BoxLab Documentation¶

Welcome to BoxLab - A Python toolkit for managing, converting, and annotating object detection datasets with support for COCO and YOLO formats.

What is BoxLab?¶

BoxLab is a comprehensive solution for working with object detection datasets. It provides:

Dataset Management - Load, merge, split, and analyze datasets
Format Conversion - Seamlessly convert between COCO and YOLO formats
GUI Annotator - Interactive desktop application for viewing and editing annotations
CLI Tools - Powerful command-line interface for batch operations
PyTorch Integration - Direct integration with PyTorch training pipelines
Plugin System - Extensible architecture for custom formats

Quick Links¶

Getting Started

New to BoxLab?

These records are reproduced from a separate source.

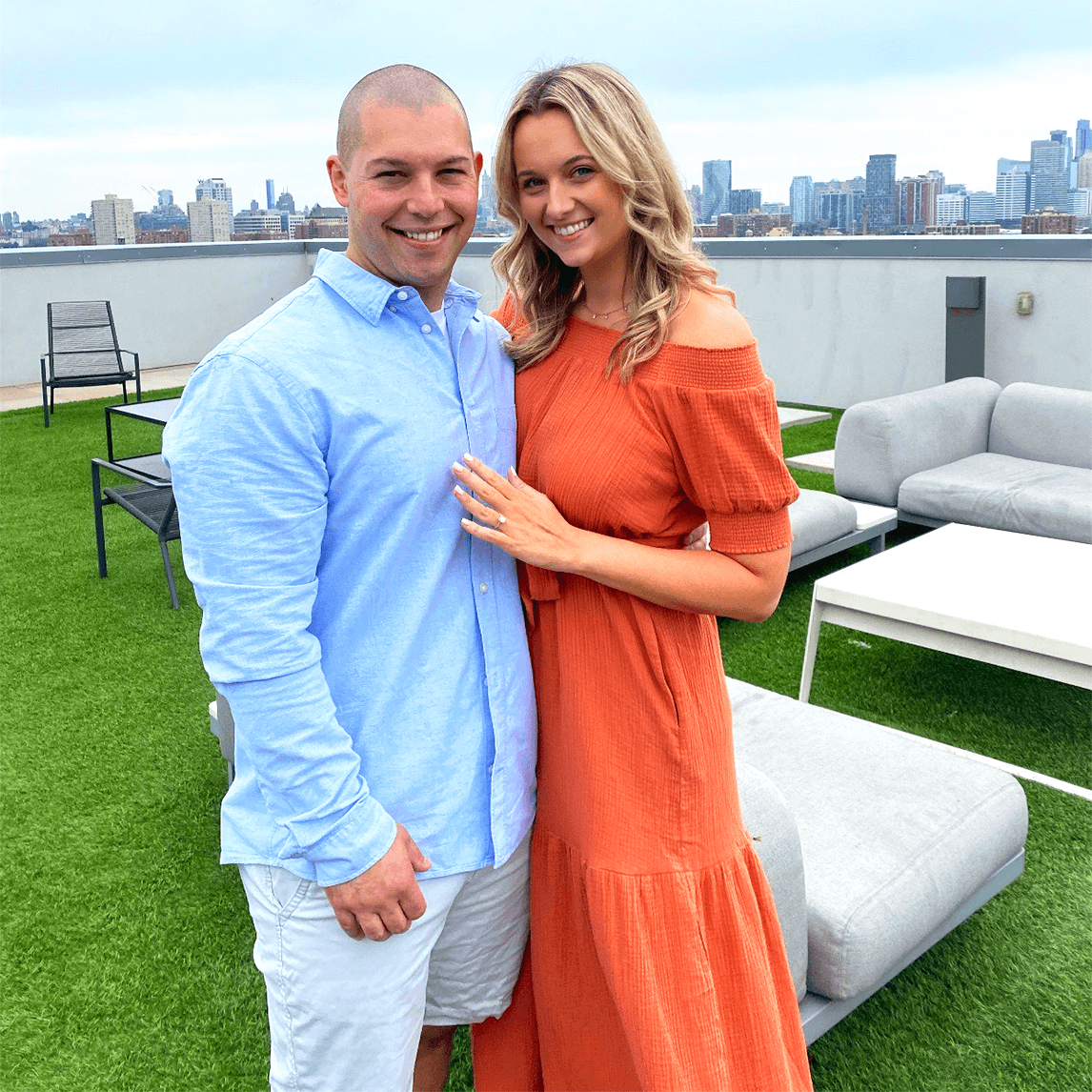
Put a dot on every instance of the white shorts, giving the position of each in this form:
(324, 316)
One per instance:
(346, 1015)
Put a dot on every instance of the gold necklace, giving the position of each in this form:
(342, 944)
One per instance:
(605, 314)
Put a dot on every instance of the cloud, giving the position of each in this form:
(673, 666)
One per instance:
(125, 95)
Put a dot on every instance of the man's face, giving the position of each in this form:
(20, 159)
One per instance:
(412, 194)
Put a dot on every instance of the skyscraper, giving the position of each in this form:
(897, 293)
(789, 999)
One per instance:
(1014, 192)
(839, 209)
(741, 202)
(880, 192)
(1049, 173)
(981, 207)
(1082, 142)
(113, 221)
(694, 196)
(918, 199)
(210, 221)
(716, 186)
(951, 208)
(215, 189)
(801, 200)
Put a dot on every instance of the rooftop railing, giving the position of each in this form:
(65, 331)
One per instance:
(838, 319)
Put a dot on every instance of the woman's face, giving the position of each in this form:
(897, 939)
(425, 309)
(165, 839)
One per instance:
(570, 203)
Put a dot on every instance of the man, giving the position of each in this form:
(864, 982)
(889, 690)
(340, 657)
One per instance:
(373, 653)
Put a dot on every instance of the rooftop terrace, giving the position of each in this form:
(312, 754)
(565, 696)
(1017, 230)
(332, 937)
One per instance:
(838, 319)
(127, 958)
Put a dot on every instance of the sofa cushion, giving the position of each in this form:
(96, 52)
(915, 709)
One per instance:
(896, 835)
(769, 819)
(1046, 424)
(819, 517)
(881, 442)
(1009, 494)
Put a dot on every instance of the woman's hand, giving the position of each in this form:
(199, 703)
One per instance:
(510, 515)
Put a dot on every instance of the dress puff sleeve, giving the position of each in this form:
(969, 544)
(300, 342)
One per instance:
(507, 314)
(718, 414)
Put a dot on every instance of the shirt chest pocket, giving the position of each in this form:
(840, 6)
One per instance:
(506, 436)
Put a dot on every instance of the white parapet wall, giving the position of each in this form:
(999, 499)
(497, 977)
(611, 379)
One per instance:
(838, 320)
(172, 304)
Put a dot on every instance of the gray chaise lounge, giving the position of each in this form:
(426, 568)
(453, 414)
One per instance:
(1016, 458)
(875, 843)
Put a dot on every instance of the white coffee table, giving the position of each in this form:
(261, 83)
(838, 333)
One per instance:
(1016, 600)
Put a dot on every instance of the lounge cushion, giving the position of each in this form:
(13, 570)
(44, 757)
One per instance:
(819, 517)
(896, 835)
(881, 442)
(1006, 493)
(777, 840)
(1045, 424)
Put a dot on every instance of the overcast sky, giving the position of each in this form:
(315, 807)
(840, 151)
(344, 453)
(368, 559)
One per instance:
(125, 97)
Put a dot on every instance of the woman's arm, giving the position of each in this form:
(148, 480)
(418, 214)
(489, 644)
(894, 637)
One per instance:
(525, 523)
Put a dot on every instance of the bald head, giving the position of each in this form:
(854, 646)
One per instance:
(404, 85)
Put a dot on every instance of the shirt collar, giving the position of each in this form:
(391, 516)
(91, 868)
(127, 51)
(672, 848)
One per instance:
(367, 293)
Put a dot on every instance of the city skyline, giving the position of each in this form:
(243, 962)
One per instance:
(797, 94)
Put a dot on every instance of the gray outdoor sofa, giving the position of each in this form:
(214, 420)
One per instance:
(875, 843)
(1015, 458)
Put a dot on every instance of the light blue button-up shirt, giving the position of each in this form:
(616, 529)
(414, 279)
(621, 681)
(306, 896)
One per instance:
(373, 652)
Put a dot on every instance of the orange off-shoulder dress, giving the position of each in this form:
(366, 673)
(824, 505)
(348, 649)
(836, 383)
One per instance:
(656, 961)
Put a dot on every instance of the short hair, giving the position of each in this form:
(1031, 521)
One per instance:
(617, 128)
(397, 85)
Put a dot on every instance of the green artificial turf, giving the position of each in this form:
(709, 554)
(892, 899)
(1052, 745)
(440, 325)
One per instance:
(126, 947)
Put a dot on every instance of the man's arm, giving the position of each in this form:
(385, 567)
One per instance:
(247, 458)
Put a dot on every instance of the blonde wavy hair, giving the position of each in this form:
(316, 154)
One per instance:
(615, 125)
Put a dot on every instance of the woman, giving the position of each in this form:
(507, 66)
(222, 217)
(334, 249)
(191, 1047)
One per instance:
(656, 957)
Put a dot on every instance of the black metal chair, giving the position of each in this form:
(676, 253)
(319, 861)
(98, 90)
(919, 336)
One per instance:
(150, 499)
(83, 351)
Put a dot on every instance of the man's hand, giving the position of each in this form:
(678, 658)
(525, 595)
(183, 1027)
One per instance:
(384, 899)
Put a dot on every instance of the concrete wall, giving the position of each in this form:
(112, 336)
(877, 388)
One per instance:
(838, 330)
(838, 319)
(172, 304)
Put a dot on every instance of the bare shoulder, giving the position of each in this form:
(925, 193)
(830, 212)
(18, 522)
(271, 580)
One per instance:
(709, 319)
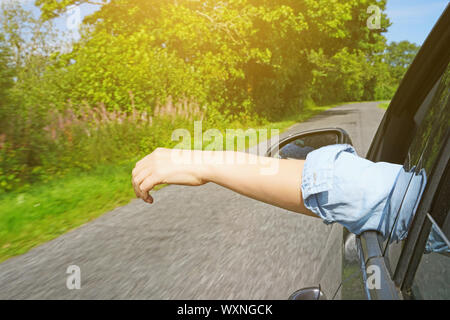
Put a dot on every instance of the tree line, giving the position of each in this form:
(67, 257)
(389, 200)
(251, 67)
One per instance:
(224, 61)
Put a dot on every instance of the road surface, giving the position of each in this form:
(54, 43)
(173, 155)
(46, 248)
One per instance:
(193, 243)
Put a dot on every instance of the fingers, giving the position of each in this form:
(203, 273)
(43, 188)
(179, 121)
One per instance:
(148, 184)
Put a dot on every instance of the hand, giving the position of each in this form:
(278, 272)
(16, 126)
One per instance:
(159, 167)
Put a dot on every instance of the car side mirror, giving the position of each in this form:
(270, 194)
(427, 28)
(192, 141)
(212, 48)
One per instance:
(312, 293)
(298, 145)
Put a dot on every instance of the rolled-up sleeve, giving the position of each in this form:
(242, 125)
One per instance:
(339, 186)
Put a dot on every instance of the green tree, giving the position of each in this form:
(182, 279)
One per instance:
(398, 56)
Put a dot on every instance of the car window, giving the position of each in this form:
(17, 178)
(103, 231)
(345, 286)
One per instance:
(432, 123)
(432, 278)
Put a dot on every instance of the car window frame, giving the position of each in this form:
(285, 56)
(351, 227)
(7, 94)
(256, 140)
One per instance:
(414, 245)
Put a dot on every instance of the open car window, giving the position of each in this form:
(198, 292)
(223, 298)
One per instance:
(432, 123)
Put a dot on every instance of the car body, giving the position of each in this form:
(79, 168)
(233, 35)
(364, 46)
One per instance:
(414, 132)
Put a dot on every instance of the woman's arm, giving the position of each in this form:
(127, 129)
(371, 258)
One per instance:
(274, 181)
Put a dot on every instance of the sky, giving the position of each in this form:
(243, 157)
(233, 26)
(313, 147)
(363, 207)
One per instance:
(411, 20)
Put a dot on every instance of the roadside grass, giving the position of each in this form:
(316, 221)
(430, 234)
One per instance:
(384, 105)
(47, 210)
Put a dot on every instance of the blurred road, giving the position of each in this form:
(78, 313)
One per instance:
(193, 243)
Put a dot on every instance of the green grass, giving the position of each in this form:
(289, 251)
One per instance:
(384, 105)
(46, 210)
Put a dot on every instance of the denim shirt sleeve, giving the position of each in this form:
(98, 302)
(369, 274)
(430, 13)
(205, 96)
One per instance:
(339, 186)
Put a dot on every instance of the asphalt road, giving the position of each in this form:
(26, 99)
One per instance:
(193, 243)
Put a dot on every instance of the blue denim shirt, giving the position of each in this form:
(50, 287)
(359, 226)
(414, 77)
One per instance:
(339, 186)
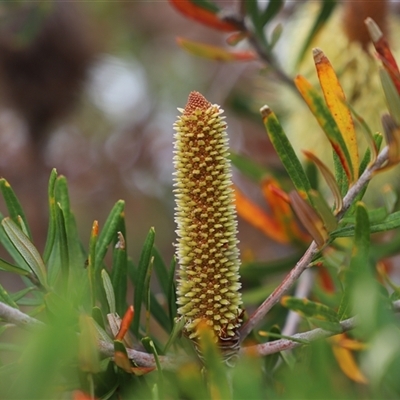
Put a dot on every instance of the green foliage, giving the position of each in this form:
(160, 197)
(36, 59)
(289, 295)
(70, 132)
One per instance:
(91, 321)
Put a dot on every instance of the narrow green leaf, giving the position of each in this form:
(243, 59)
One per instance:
(324, 211)
(13, 206)
(249, 168)
(161, 272)
(92, 257)
(6, 298)
(270, 12)
(171, 297)
(76, 253)
(156, 309)
(310, 309)
(144, 264)
(359, 259)
(285, 152)
(108, 288)
(62, 240)
(119, 274)
(26, 249)
(216, 370)
(327, 7)
(391, 222)
(152, 349)
(108, 233)
(6, 266)
(51, 233)
(179, 323)
(322, 114)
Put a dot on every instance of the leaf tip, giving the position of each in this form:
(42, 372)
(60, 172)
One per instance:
(373, 30)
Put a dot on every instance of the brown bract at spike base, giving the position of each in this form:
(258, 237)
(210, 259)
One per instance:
(208, 284)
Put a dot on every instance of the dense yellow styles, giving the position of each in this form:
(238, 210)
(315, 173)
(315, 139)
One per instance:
(208, 284)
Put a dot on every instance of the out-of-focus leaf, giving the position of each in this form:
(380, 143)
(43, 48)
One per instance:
(285, 151)
(89, 358)
(346, 360)
(179, 323)
(275, 34)
(281, 210)
(108, 288)
(311, 309)
(270, 11)
(171, 298)
(108, 233)
(249, 168)
(391, 222)
(91, 261)
(149, 345)
(325, 119)
(336, 102)
(13, 205)
(329, 178)
(26, 249)
(144, 264)
(383, 49)
(202, 15)
(392, 135)
(359, 258)
(214, 52)
(161, 272)
(156, 309)
(119, 274)
(327, 7)
(390, 198)
(254, 272)
(6, 298)
(313, 223)
(258, 218)
(236, 37)
(324, 211)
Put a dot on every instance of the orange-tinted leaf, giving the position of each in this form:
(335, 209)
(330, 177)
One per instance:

Start here!

Installation Guide

Quick Start
CLI Reference

Command-line interface documentation

CLI Overview

Dataset Commands
API Reference

Complete Python API documentation

API Reference

Dataset API
GUI Annotator

Interactive annotation application

CLI Command

Installation¶

From PyPI (Recommended)¶

pip install boxlab

From Source¶

# Clone repository
git clone https://github.com/6ixGODD/boxlab.git
cd boxlab

# Install with Poetry
poetry install

# Or with pip
pip install -e .

See the Installation Guide for detailed instructions.

Quick Start¶

View Dataset Info¶

boxlab dataset info data/coco/annotations.json --format coco

Convert Format¶

# COCO to YOLO
boxlab dataset convert input.json -if coco output -of yolo

# YOLO to COCO
boxlab dataset convert data/yolo -if yolo output -of coco

Launch Annotator¶

boxlab annotator

Python API¶

from boxlab.dataset.io import load_dataset, export_dataset

# Load dataset
dataset = load_dataset("annotations.json", format="coco")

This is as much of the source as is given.